Canadian mining equities improve in Q1, but companies remain cautious

Canadian mining equities showed modest signs of improvement during the first quarter underpinned by commodity prices and continued cost focus of miners, according to Ernst & Young's recent Canadian Mining Eye report.

The index — which tracks Canadian mining sector performance of 100 TSX and TSXV mid-tier and junior companies with market capitalizations between $2 billion and $100 million – gained 13% during the first quarter compared to an 8% loss the previous quarter. It also outperformed the S&P/TSX Composite index, which gained only 5% during the first quarter. In comparison, the London Metal Exchange index (LMEX) lost 6% during the quarter.

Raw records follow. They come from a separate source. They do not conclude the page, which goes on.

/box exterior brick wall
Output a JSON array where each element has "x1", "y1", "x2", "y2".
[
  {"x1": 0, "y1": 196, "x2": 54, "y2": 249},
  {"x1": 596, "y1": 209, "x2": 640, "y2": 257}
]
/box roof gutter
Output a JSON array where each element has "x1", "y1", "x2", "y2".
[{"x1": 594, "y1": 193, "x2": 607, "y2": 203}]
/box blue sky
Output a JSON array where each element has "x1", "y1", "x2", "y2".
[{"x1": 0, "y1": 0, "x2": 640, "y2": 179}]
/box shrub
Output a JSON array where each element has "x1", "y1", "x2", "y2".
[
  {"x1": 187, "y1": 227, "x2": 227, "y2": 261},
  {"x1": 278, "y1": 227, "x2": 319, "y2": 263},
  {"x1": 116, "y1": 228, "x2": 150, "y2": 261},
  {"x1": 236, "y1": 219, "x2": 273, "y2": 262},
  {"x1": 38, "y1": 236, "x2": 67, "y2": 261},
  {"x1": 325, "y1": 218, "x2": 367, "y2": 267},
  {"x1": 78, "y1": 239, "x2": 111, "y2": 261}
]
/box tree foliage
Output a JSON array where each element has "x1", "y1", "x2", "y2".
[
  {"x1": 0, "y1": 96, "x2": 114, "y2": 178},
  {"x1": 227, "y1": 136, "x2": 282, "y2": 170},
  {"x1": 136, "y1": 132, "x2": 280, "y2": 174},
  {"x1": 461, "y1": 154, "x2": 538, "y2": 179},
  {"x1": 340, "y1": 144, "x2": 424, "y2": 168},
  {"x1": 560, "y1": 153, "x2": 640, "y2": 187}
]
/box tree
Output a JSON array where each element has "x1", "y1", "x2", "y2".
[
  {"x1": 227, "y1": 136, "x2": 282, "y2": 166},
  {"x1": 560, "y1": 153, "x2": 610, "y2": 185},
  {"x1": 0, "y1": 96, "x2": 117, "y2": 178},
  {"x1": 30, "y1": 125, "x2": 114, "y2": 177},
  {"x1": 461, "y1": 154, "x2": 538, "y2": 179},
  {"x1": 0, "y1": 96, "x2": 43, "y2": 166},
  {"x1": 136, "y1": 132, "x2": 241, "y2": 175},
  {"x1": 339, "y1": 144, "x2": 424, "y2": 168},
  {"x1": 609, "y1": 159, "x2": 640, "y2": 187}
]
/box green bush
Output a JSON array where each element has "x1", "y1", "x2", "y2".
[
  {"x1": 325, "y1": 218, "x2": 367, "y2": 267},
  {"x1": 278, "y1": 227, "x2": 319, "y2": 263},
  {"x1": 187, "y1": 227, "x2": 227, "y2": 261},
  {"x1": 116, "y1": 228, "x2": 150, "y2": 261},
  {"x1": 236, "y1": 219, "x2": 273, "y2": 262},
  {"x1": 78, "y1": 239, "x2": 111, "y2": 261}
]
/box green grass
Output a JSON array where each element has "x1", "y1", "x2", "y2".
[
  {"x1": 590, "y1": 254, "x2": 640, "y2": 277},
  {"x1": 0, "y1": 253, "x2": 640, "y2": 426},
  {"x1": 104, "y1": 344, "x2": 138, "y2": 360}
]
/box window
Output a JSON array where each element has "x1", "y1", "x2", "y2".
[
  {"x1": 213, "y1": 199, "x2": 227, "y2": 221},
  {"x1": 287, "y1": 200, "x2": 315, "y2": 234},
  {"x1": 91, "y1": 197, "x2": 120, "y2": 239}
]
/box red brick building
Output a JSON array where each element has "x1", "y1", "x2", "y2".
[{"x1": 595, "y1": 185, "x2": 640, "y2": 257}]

While gold prices have experienced a modest recovery this year, hitting a six-month high mid-March, E&Y believes they will resume a declining trend. Prices for the precious metal are down 19% over a year and ongoing uncertainty over prices are likely to continue driving some companies to opt for hedging their future gold production.

Major players continue to focus on rigorous cost control measures and disciplined M&A activities and juniors still seek the right opportunities, adds the study. The first group gained 10% this quarter compared to a fall of 2% the previous quarter. The world's number one gold producer, Barrick Gold (TSE: ABX), reported a 14% decline in all-in sustaining costs to $899 an ounce for the last quarter compared to the same period in the previous year. Fellow Canadian Goldcorp (TSE:G) reported an 11% decline in all-in sustaining costs to $810 an ounce during the same period.

The report concludes that weak share and asset prices in the mining and metals sector provides companies with an opportunity to acquire assets at relatively lower prices. Some analysts are sounding caution that buyers need to maintain a disciplined view to acquisitions so that they avoid overpaying.

While some mid-tier companies were able to tap equity capital, fund raising still remains challenging for juniors. Juniors must continue to be creative in their approach to raise money in the market.

Overall, the report views the first quarter as a positive start for the year with modest strengthening of investor confidence levels for the sector.